A faster route from Floyd County to I-75 that avoids congested Cartersville is scheduled to be unveiled this fall, and construction could get underway by late 2022.
“This is a priority project. Our intention is to keep moving forward as aggressively as possible,” said Kimberly Nesbitt, assistant state program engineer for the Georgia Department of Transportation.
More than 40 elected officials and business leaders from Floyd and Bartow counties gathered in Rome on Thursday for an update on the Rome Cartersville Development Corridor project. U.S. Sen. David Perdue and Reps. Tom Graves and Barry Loudermilk also sent representatives.
Once known as the 411 Connector, the
project has been on the books in some form for more than 30 years. Rome City Commissioner Bill Collins asked why they should believe this version would be built.
The unified front presented by all the city and county governments is the primary reason, Nesbitt answered.
“This is the first time we’ve ever had a resolution in writing from everyone involved,” she said.
Collins noted that the powerful Rollins family, which stymied two previous attempts, is on board. And Joe Frank Harris Jr., president and CEO of the Cartersville-Bartow Chamber of Commerce, said federal officials have praised the cooperation as rare.
“As we hold together, it’s going to get pushed through,” Harris said.
GDOT has completed preliminary traffic and environmental impact studies on four potential routes and narrowed them down to two. They’re each about 7 to 8 miles long and would have controlled access; a limited number of entrances at major traffic nodes.
District Engineer DeWayne Comer said both would send drivers from Rome down U.S. 411, under U.S. 41 in Cartersville and then “straight to I-75” near the Anheuser Busch plant. One alternative puts the interstate access close to Cass-White Road and the other would end up between that and Tellus Science Museum at Ga. 61.
“The first halves are very similar, then one jogs north and one jogs south,” said Bryan Corazzini, the project manager.

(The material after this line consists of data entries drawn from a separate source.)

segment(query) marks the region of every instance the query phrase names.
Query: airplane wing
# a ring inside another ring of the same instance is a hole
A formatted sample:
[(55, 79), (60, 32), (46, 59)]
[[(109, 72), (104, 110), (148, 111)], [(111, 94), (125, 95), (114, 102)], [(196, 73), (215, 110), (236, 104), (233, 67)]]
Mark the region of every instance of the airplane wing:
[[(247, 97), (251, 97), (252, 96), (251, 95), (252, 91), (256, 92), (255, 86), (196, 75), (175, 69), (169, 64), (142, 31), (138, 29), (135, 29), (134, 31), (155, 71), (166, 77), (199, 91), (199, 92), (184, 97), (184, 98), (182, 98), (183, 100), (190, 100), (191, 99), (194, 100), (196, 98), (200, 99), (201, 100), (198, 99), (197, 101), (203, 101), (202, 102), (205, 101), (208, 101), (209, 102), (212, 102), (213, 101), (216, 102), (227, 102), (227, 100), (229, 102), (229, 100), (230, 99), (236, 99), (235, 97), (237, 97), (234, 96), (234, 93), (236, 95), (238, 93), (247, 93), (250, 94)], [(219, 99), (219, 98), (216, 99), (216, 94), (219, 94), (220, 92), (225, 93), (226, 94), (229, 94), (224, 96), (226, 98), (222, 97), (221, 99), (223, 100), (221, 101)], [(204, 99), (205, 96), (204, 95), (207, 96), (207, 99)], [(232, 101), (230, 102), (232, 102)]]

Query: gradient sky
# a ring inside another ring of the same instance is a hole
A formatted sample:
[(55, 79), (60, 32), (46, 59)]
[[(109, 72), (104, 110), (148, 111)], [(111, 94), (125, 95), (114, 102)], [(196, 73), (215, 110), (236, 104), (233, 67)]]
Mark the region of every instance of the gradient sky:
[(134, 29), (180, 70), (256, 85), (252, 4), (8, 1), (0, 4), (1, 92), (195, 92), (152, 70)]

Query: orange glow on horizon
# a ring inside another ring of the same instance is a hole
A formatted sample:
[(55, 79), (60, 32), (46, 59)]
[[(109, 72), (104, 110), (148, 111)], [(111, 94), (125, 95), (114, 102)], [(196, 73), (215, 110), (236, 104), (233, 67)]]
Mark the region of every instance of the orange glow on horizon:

Corazzini said the alignments they’re studying at this stage are about 600 feet wide. A football field is 360 feet long. He also said it’s early for a cost estimate,
although construction alone would likely be in the neighborhood of $75 million. The bulk of the project, 80 percent, would be federally funded.
“After the Citizens Advisory Committee meets, we’ll start rolling out what we have,” Corazzini said.
Nesbitt said GDOT engineers are preparing more detailed studies on the two remaining alignments for the U.S. Corps of Engineers. They plan to get input from the citizens group this summer and unveil the preferred route at a public open house this fall.
The projected timeline expects approval of the concept plan by late 2018, clearing the way to engineer the exact route and start buying right of way by 2020. A construction contract could be awarded by late 2022, Nesbitt said, and it will take about three years to build.
Collins said he’s feeling more hopeful after the Thursday update. A similar gathering in Cartersville late last year left the impression construction was still several decades away.
“If we can get this road built in 10 years, it will be fantastic,” he said.